The calls have included raising rates by a half-point at the next Fed meeting and by another quarter-point at every meeting thereafter.
Many also want Fed Chair Jerome Powell and company to end the central bank's bond-buying program known as quantitative easing, which it's already doing, but they want it to end yesterday.
They also want the Fed to immediately reduce the size of its nearly $9 trillion balance sheet, not just through its bond holdings "rolling off," or maturing, but also through the outright sale of those bonds, as well. Try doing that while running trillion-dollar deficits.
While I am fine with the notion of the Federal Reserve normalizing interest policy in transparent, measured and controlled steps, I believe the inflation anxiety remains far too panicky for my liking.
Higher prices aren't the only problem
First, I'd love for inflation hawks to explain to me how raising interest rates and making large reductions in the Fed's balance sheet will solve the following problems:
- Relieve the shortage of computer chips that constrains the supply of everything from new cars to household appliances and all manner of goods in short supply, which have been subject to recent price shocks
- Create more than 5 million new housing units, which is the current difference between the nation's housing stock and existing demand
- Reduce the cost of raw materials, many of which have been rising in price due to nonmonetary factors, like tariffs, or artificial supply constraints
- Slash shipping costs, the absence of thousands of truck drivers in the U.S., and surging energy prices, which are rising because of geopolitical risk more than resurgent demand
- Bring more than 3 million early retirees back into the workforce, solve the child-care problems that have kept more than 1 million women out of the workforce and raise more than 900,000 people in the U.S. from the dead
- Lift immigration controls to boost the population which, in 2021, grew by the fewest number of people since the dawn of the republic. Boost the nation's birthrate, which is at a nearly 100-year low
- Vaccinate the remaining portion of the U.S. population that remains at risk of contracting one form of Covid or another to turn the pandemic into an endemic problem
Once those issues are addressed, if prices do not then come down, then take a 1980s approach to inflation: Raise interest rates until a market crash or a recession cools the economy and brings down prices.
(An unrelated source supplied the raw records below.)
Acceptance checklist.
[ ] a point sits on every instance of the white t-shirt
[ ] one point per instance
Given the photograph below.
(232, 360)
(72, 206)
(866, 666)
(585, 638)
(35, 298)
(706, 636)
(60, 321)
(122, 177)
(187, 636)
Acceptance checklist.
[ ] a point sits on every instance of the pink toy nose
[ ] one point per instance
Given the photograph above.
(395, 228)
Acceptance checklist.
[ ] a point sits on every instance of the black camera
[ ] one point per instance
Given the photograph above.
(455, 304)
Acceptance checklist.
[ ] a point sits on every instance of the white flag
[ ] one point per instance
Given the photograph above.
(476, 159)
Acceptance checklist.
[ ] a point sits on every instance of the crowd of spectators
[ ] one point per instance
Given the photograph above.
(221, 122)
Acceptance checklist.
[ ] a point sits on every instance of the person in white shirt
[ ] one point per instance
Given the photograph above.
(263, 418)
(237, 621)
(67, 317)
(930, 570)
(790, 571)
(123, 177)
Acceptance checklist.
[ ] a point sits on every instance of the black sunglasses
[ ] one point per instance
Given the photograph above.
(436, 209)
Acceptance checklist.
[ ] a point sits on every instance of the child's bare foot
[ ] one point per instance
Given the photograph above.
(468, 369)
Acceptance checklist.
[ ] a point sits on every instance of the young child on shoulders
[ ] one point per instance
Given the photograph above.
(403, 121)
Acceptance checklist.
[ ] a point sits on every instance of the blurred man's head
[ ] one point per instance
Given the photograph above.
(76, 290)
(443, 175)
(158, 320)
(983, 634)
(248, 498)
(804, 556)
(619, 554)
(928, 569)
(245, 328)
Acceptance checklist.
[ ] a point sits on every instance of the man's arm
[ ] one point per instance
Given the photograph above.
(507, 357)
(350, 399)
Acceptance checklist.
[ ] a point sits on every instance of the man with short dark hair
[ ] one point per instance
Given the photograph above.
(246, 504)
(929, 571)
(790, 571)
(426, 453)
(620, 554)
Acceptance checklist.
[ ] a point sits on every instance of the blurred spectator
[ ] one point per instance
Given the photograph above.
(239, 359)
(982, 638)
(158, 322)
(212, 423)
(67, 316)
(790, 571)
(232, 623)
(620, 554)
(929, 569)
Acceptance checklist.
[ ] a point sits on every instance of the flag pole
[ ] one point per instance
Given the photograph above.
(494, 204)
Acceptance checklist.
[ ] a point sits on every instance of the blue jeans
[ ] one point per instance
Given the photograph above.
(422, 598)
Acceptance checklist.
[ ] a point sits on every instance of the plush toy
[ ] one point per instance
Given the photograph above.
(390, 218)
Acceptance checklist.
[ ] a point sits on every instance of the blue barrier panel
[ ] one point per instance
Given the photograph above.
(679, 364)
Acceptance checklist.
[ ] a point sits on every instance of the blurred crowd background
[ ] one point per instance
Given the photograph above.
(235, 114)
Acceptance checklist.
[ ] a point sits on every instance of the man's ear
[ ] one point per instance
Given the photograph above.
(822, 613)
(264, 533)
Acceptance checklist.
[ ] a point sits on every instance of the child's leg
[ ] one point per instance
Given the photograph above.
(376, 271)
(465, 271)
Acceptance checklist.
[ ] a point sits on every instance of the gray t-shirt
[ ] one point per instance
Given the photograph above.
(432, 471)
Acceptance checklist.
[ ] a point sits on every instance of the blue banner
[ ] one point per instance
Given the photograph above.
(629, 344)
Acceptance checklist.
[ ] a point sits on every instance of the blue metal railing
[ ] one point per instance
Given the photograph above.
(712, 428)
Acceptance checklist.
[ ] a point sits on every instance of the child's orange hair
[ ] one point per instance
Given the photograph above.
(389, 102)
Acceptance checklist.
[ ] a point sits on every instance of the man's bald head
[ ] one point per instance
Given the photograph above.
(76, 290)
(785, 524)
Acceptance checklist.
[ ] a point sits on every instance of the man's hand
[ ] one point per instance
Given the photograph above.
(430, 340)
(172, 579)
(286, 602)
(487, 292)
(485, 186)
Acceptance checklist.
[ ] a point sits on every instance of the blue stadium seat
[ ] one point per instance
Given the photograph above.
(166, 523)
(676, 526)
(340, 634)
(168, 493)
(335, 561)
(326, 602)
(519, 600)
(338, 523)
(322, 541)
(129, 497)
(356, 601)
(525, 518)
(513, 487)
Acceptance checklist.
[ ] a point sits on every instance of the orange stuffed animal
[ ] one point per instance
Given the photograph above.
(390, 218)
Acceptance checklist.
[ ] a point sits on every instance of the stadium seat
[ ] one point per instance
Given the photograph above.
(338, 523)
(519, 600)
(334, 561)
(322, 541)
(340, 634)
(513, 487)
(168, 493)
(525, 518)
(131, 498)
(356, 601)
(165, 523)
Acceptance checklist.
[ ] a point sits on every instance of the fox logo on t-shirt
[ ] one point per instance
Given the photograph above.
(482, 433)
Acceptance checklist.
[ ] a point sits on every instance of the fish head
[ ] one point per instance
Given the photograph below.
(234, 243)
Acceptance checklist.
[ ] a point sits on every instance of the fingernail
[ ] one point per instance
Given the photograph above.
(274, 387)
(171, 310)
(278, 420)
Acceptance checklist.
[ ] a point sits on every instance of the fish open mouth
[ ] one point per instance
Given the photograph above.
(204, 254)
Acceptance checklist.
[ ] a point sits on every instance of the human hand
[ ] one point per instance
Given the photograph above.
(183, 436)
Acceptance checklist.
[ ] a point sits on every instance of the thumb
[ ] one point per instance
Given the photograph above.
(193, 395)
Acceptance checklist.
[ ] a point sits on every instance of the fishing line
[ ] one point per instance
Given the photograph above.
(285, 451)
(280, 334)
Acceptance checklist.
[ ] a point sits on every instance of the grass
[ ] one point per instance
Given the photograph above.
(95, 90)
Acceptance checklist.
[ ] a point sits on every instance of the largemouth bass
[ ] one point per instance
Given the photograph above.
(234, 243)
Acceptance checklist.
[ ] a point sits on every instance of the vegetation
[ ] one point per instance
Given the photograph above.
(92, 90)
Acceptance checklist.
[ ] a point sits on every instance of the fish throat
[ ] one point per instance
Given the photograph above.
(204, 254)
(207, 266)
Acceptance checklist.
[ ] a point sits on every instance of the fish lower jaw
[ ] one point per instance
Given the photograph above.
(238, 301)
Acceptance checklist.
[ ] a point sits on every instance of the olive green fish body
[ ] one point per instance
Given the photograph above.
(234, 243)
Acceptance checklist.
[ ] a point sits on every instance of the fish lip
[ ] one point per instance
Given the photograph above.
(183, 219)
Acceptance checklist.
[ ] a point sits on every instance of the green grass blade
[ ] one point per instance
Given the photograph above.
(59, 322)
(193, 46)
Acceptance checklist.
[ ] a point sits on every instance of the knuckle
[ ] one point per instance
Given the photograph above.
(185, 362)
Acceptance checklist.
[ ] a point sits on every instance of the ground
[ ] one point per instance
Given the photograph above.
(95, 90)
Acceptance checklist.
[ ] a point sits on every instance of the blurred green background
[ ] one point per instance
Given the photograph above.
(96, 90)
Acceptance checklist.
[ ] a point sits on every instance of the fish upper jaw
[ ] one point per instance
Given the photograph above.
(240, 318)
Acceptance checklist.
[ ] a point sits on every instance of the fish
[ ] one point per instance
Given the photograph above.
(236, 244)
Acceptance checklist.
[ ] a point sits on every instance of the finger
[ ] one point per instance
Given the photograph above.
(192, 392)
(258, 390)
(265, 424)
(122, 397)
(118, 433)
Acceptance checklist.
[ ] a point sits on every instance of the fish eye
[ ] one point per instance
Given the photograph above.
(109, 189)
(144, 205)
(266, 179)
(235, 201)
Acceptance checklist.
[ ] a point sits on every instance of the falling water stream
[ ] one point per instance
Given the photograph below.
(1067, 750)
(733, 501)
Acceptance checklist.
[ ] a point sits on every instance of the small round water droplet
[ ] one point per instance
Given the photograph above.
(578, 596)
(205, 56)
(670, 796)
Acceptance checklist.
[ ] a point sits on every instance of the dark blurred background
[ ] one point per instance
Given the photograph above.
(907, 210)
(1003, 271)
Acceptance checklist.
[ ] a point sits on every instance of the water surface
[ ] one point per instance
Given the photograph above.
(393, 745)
Further, the excess personal savings that many have suggested will prop up the economy for years to come have now largely dissipated relative to normal levels.
The personal savings rate peaked during the height of government support measures at nearly 35%, but it has fallen back below 8%. The money is being spent, as the latest retail sales data release suggests.
There is no "Build Back Better" money coming, so those at the bottom quartile of the income distribution will soon exhaust "excess" funds and return to living paycheck-to-paycheck.
Go ahead, Fed, get aggressive. Then let's talk again in the fall.
— Ron Insana is a CNBC contributor and a senior advisor at Schroders.